The golden age of tennis has arrived in Canada
Leylah Annie Fernandez is the latest budding star to get her hands on some hardware
7,200 square feet of hard-court real estate has been the breeding ground for some of Canada’s most promising athletes in recent years.
When you scan through the names pencilled into the main draw at a Grand Slam, it’s no longer a question of if a Canadian will be there, but rather how many? That wasn’t always the case, though.
Tennis Canada, the national governing body of the sport, was founded in 1890—making it nearly as old as the country itself. Though the game is no stranger to the Great White North, success within the sport was.
Let me try that again: success within the sport from anyone not named Daniel Nestor was.
Nestor’s 91 doubles titles, including 12 Grand Slams (men’s and mixed doubles) and a Gold medal at the 2000 Summer Olympic Games, ranked him amongst the greatest doubles players of all-time. But beyond the 48-year-old’s resume, there wasn’t much success on file for Tennis Canada.

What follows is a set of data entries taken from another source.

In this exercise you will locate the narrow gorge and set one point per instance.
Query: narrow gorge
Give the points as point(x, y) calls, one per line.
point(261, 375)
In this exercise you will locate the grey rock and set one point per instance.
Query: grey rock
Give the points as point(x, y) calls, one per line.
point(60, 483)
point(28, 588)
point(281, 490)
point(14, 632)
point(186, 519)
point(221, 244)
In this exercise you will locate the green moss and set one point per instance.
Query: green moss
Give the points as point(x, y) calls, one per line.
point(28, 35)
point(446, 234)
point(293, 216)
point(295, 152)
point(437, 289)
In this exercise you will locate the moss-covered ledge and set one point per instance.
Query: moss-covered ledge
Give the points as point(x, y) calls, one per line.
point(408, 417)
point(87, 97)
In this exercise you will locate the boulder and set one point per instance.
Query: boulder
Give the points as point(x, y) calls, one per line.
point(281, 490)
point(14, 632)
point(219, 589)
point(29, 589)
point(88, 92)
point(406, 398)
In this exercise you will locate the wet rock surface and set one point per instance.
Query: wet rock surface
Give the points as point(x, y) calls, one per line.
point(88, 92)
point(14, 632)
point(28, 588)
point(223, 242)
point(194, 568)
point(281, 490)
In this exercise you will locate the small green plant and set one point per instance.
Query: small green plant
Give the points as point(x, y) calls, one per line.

Then came Milos Raonic and Eugenie Bouchard, Vasek Pospisil and Rebecca Marino. They provided sparks of brilliance in their own regard, but more importantly, they kick-started what’s turned out to be an influx of illuminating prospects and champions-in-the-making representing the red and white.
Consider them the middlemen in the transition phase from the old, not-so-successful generation, to the new quartet of budding superstars: Denis Shapovolov, Bianca Andreescu, Félix Auger-Aliassime, and Leylah Annie Fernandez.
Suddenly, an avalanche of Canadian talent has stormed onto the Association of Tennis Professionals and Women’s Tennis Association tours alike.
Already, this group––none older than 21––has brought a winning culture to tennis in Canada, and they’re doing it in rather uncharted territory in Canadian tennis history: singles.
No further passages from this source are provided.